A few thoughts on the piece by @DeatonAngus which culminates in: "RCTs have no unique advantages or disadvantages over other empirical methods in economics." Disclaimer: I've run RCTs for a living for three years, but wrote a structural estimation master thesis before. A thread:
I wholeheartedly agree that there are good and bad studies, randomized or otherwise. But somehow, in this article the lines are blurred of what randomization has to do with bad study design.
Early on @DeatonAngus suggests that @JPAL (and by extension other organizations that run RCTs in the development space) neglect their mandate of poverty alleviation by focusing on RCTs. But just take a moment to imagine the opposite...
Imagine @JPAL ran an RCT today, calibrated a large-scale DSGE model tomorrow, found its love for overlapping-generations models of the interplay of climate change and the economy on Saturday, and by Sunday merrily spread musings on auction design and OTC security trading...
No offense, but most of that research would almost certainly be garbage. There is immense value to specializing in methods. That's one of the longest-standing tenets of economics.
Most of these methods require years of study and practice and the incentives both in academia and industry do not exactly align with all of us getting three PhDs, so we can be perfectly versed in everything.
One can definitely do good science and even get at causality without experiments, but that requires clever and complicated models, huge time investments of learning them, and a level of technical discourse that I haven't seen (m)any industry/gov client tolerate.
And so if there is demand for simple study designs and low complexity, by all means PLEASE RUN EXPERIMENTS and don't try to get at causality any other way OR be super explicit that the study is descriptive/correlational.

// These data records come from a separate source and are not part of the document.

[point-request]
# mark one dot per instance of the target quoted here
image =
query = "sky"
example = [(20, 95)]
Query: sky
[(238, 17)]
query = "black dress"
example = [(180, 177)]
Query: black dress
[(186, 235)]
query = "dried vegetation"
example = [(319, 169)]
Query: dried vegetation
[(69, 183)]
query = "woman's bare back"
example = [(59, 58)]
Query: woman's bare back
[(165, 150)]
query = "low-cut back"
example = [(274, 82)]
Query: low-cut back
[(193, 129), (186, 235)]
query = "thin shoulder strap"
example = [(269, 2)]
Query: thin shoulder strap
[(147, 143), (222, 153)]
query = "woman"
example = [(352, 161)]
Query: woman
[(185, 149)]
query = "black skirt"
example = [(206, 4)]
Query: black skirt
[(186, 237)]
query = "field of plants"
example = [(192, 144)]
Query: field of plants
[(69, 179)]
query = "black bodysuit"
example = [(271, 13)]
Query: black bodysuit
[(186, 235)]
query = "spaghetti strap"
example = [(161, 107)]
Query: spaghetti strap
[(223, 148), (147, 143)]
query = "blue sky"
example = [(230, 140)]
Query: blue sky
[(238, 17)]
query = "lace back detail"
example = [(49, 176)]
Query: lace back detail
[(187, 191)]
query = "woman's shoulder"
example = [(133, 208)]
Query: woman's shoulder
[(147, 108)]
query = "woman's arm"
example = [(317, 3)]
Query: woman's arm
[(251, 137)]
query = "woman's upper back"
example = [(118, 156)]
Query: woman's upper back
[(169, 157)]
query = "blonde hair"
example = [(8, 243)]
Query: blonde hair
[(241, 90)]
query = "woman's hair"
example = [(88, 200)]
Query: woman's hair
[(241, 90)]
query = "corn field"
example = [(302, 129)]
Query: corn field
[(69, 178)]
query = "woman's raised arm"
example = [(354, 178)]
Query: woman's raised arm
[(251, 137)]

I have read too many papers in my life that clearly didn't tease out any causality, yet pretended they did and that in my eyes is MUCH worse. Instead of faulting RCTs for the generalizability challenges that they share with most other research, ...
... let's educate research consumers to understand the value of replication studies, of studies at large scale, of a profound qualitative understanding of the context under study, and not least of squaring different types of evidence.
I think my main peeve with the piece is this last point: The strawman RCT that's being run in complete isolation from other evidence. Sure, it happens and results in bad studies, but most good RCTs I know corroborate their findings with observations from outside the experiment.
Or try to explain non-experimentally observed patterns or solidify common sense. As last year's @NobelPrize winners in economics stressed, RCTs more often than not force researchers to leave their cozy offices. That's a plus!
The piece enumerates a number of reasons why we shouldn't trust RCTs, but they can mostly be reduced to RCTs with small samples, selective attrition/selection into treatment, clustering standard errors at the wrong level, not replicating findings etc. Those are just bad studies.
Angus Deaton makes it sound like people invoke sample balance based purely on randomization – and completely skips the law of large number part of the argument. I wouldn't have gotten my RA job had I left that out in my interview... Strawman again.
Fishing for high t-stats/low p-value is also not a symptom of RCTs but of bad research. Same with ignoring outliers or jumping into regressions before looking carefully at the data you are working with.
At one point, Deaton writes "There is a great attraction of being able to make policy recommendations without having to construct models." At the peril of sounding petty, I don't know if I prefer making recommendations only based on models. Why not just do both? Strawman again...
A critical point and one on which I largely agree is the argument of vulnerability. But that's followed up by this: "Institutional review boards in the US have special protection for prisoners, whose autonomy is compromised; ...
... there appears to be no similar protection for some of the poorest people in the world." That's simply not true. The principles of non-coercion and beneficence very clearly work together to balance study incentives in a way that ensure participants are empowered ...
... to withdraw from a study without any disadvantage to themselves. You also can't run an RCT in Kenya with only a US IRB. Again, the opposite is an unethical study, not a general rule for RCTs. Yet, I agree that the ethics review in most institutions needs more teeth.